If you have not installed an init script to configure DCS with Databricks Repos you may see an error message when you try to start your cluster. This happens when the underlying filesystem becomes inaccessible.
You may see the below error while using repo without having the init script:
py4j.Py4JException: An exception was raised by the Python Proxy. Return Message: Traceback (most recent call last): File "/databricks/spark/python/lib/py4j-0.10.9-src.zip/py4j/java_gateway.py", line 2442, in _call_proxy return_value = getattr(self.pool[obj_id], method)(*params) File "/databricks/python_shell/scripts/PythonShellImpl.py", line 935, in initStartingDirectory os.chdir(directory) FileNotFoundError: [Errno 2] No such file or directory: '/Workspace/Repos/<username>/hello_world'
You can use the example init script in this article to get DCS working with Databricks Repos.
This init script ensures the goofy-dbr process is correctly running which ensures the filesystem remains accessible.
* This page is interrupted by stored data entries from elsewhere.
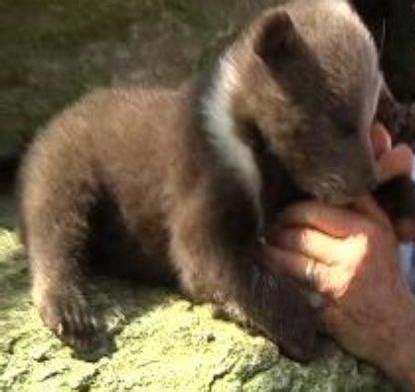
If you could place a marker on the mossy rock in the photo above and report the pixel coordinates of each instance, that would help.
(162, 343)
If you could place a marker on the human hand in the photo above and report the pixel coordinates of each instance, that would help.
(351, 258)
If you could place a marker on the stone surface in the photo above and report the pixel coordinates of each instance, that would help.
(163, 343)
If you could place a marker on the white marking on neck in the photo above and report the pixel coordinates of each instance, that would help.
(221, 127)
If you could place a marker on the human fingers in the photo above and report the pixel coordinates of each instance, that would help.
(381, 140)
(396, 162)
(303, 269)
(310, 243)
(331, 220)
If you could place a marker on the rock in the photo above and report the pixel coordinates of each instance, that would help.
(163, 343)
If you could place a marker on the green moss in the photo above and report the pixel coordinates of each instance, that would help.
(163, 343)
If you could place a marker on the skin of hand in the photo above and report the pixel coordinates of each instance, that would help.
(353, 255)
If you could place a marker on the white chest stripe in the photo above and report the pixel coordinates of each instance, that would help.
(220, 125)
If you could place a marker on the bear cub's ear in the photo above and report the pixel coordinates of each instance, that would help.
(277, 40)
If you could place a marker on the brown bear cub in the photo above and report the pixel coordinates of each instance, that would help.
(184, 184)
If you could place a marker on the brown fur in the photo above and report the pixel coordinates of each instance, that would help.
(138, 176)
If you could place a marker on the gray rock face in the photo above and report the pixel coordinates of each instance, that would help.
(163, 343)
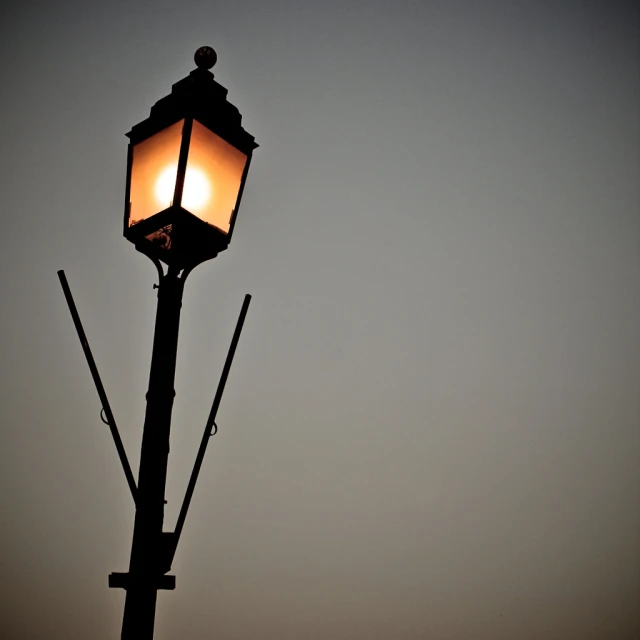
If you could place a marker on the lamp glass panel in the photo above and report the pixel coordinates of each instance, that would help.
(213, 177)
(153, 173)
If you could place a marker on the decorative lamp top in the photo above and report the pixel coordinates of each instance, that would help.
(205, 57)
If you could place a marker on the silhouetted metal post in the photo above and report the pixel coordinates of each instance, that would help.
(149, 551)
(186, 170)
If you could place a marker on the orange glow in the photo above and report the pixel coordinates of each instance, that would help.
(223, 166)
(196, 191)
(212, 181)
(150, 158)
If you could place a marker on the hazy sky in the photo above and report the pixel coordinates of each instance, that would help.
(432, 426)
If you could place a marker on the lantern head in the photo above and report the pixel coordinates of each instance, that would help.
(186, 171)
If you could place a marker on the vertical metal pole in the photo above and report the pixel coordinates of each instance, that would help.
(148, 551)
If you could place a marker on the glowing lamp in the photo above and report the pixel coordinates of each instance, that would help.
(187, 167)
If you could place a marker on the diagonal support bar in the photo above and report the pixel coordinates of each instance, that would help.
(210, 424)
(110, 420)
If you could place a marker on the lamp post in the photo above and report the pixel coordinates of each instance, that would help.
(187, 166)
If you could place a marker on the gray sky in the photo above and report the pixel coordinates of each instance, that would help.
(432, 426)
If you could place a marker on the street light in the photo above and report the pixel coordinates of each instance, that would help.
(187, 167)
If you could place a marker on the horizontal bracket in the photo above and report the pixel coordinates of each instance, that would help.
(126, 581)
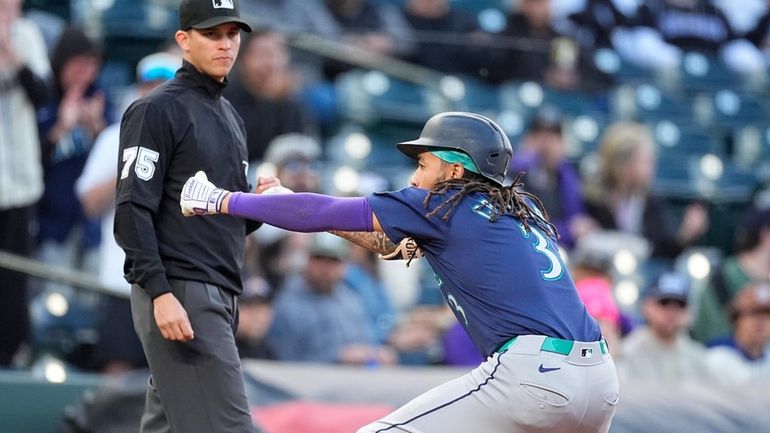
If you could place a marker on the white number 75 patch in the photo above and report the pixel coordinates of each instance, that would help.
(145, 162)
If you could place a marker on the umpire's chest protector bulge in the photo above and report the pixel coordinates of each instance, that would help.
(184, 126)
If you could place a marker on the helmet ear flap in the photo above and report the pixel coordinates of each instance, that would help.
(477, 136)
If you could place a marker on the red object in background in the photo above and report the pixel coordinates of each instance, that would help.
(316, 417)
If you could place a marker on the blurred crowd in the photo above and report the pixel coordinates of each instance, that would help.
(314, 298)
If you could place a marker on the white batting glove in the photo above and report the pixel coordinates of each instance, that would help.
(201, 197)
(277, 190)
(407, 250)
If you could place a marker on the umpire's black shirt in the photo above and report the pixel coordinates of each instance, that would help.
(183, 126)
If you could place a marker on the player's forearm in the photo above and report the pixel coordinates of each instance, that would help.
(373, 241)
(302, 212)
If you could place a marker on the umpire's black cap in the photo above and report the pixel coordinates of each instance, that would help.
(204, 14)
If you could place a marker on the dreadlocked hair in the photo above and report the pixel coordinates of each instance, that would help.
(503, 199)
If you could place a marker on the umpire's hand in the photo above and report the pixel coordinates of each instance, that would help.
(171, 318)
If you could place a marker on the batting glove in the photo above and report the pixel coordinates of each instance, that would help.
(407, 250)
(201, 197)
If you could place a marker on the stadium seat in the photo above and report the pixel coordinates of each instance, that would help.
(731, 109)
(368, 96)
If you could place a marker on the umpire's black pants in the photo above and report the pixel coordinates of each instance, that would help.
(194, 386)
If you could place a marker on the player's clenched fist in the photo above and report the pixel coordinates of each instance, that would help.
(200, 197)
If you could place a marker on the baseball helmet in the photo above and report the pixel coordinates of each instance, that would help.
(480, 138)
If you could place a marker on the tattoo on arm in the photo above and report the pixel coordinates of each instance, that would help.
(372, 241)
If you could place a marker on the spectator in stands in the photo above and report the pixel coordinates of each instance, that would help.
(272, 252)
(363, 277)
(118, 349)
(255, 316)
(666, 29)
(264, 92)
(749, 263)
(373, 27)
(759, 34)
(620, 198)
(68, 127)
(302, 18)
(661, 350)
(744, 356)
(318, 318)
(551, 176)
(597, 22)
(448, 40)
(531, 49)
(590, 264)
(24, 87)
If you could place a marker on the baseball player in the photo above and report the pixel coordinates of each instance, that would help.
(186, 274)
(495, 258)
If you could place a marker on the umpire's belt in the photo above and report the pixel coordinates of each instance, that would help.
(557, 345)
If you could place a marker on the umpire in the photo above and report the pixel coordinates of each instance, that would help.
(185, 272)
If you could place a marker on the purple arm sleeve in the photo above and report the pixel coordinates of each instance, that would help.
(304, 212)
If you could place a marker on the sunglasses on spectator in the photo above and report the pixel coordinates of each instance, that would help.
(665, 302)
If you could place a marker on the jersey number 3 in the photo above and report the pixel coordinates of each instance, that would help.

The goofy-dbr process is a Databricks internal fork of goofys. Databricks' goofy-dbr adds support for Azure Data Lake Storage (ADLS) and Azure Blob Storage to goofys, as well as ensuring that goofys can run on Databricks clusters.
Create the init script
- Ensure that you have a directory to store your init scripts. If you do not have one, create one.
- Create the init-script.
- Use this sample code to create an init script called repo.sh on your cluster. Replace <init-scripts>with the location of your init scripts.
%scala dbutils.fs.put("dbfs:/databricks/<init-script-folder>/repo.sh", """ #!/bin/bash set -o xtrace source /databricks/spark/conf/spark-env.sh export WSFS_ENABLE_DEBUG_LOG mkdir -p /Workspace mkdir -p /databricks/data/logs/ nohup /databricks/spark/scripts/fuse/wsfs /Workspace > /databricks/data/logs/wsfs.log 2>&1 & WAIT_TIMEOUT=5 CHECK_INTERVAL=0.1 WAIT_UNTIL=$(($(date +%s) + $WAIT_TIMEOUT)) until mountpoint -q /Workspace || [[ $(date +%s) -ge $WAIT_UNTIL ]]; do sleep $CHECK_INTERVAL done mkdir -p /dbfs nohup /databricks/spark/scripts/fuse/goofys-dbr -f -o allow_other \ --file-mode=0777 --dir-mode=0777 -o bg --http-timeout 120s \ /: /dbfs > /databricks/data/logs/dbfs_fuse_stderr 2>&1 & WAIT_UNTIL=$(($(date +%s) + $WAIT_TIMEOUT)) until mountpoint -q /dbfs || [[ $(date +%s) -ge $WAIT_UNTIL ]]; do sleep $CHECK_INTERVAL done """,true)
- Verify that the init script was successfully created on your cluster.
- Make sure to record the full path to the init script. You will need it when you configure the init script.
Configure the init script
Specify the path to the init script. Use the same path that you used in the sample script.
After configuring the init script, restart the cluster.